# Racing oil type



## jtgraham (Sep 17, 2010)

This is on my oval track race rocco. I just installed a new oil pump and was going to put in 50W racing oil. I am wondering if that will bee too thick. I used to have another engine that had high miles with 40W in it and the oil light and buzzer would go on if I let the RPM's go below 2500.


----------



## TechMeister (Jan 7, 2008)

You would not normally run 50W oil unless the engine clearances have been increased and require this heavy viscosity oil. A good VW 505.01 5W-40 oil should serve you well and reduce wear on cold start-up.


----------



## AudiJunkie (Jun 19, 2009)

Operating visc is dependent on the oil temp. It seems like you are exceeding the +100c temp which the SAE 40 label visc is measured at.

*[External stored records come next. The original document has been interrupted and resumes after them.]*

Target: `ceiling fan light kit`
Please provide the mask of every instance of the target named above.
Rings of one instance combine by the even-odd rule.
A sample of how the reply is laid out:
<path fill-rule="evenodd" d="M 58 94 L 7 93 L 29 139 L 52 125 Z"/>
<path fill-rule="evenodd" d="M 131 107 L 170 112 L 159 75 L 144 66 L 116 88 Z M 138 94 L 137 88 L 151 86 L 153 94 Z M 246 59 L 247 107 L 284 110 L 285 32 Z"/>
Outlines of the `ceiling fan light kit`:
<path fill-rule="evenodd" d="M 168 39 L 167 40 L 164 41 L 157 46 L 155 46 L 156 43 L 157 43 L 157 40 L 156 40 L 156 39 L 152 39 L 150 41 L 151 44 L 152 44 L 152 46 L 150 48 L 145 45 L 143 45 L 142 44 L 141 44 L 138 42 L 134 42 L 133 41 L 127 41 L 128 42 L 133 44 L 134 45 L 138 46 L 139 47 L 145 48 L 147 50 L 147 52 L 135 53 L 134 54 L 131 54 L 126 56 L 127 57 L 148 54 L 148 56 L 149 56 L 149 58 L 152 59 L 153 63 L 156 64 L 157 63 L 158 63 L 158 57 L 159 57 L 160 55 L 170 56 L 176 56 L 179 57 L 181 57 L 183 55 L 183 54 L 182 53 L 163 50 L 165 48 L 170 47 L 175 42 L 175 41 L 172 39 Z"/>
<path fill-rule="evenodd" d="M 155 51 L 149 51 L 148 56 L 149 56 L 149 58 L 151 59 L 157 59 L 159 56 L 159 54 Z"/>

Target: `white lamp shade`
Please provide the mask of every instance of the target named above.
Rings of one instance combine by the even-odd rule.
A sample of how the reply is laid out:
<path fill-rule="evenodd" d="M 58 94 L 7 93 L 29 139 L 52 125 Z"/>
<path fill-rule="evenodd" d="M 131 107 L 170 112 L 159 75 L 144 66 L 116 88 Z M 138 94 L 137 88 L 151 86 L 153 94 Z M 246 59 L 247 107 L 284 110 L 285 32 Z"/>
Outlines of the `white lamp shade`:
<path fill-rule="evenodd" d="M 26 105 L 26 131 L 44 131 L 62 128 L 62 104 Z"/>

This heating thins the oil and reduces the pressure, triggering your light. You can use a thicker oil to compensate for the thinning from excess heat.

Do you have an OT gauge? At +120c the oil is getting thinner than the 9cSt you need to protect the engine. Look over these charts and compare to your actual oil temp. 9-10cSt running visc is ideal. 

(40 weight is 12-14cSt at +100c, 50 weight is >15cSt at +100c)




















http://www.widman.biz/English/Calculators/Graph.html

SynPower 20w-50 is a good 50, so is Syntec 5w-50. Valvoline has a Racing Synthetic in 20w-50, but you could use the Valvoline VR1 dino, a great product. In a 40 weight, I say to check out Mobil 1 10w-40 HIGH MILES.


----------



## gmikel (Nov 10, 2010)

AudiJunkie said:


> Operating visc is dependent on the oil temp. It seems like you are exceeding the +100c temp which the SAE 40 label visc is measured at. This heating thins the oil and reduces the pressure, triggering your light. You can use a thicker oil to compensate for the thinning from excess heat.
> 
> Do you have an OT gauge? At +120c the oil is getting thinner than the 9cSt you need to protect the engine. Look over these charts and compare to your actual oil temp. 9-10cSt running visc is ideal.
> 
> ...


 you need an oil change


----------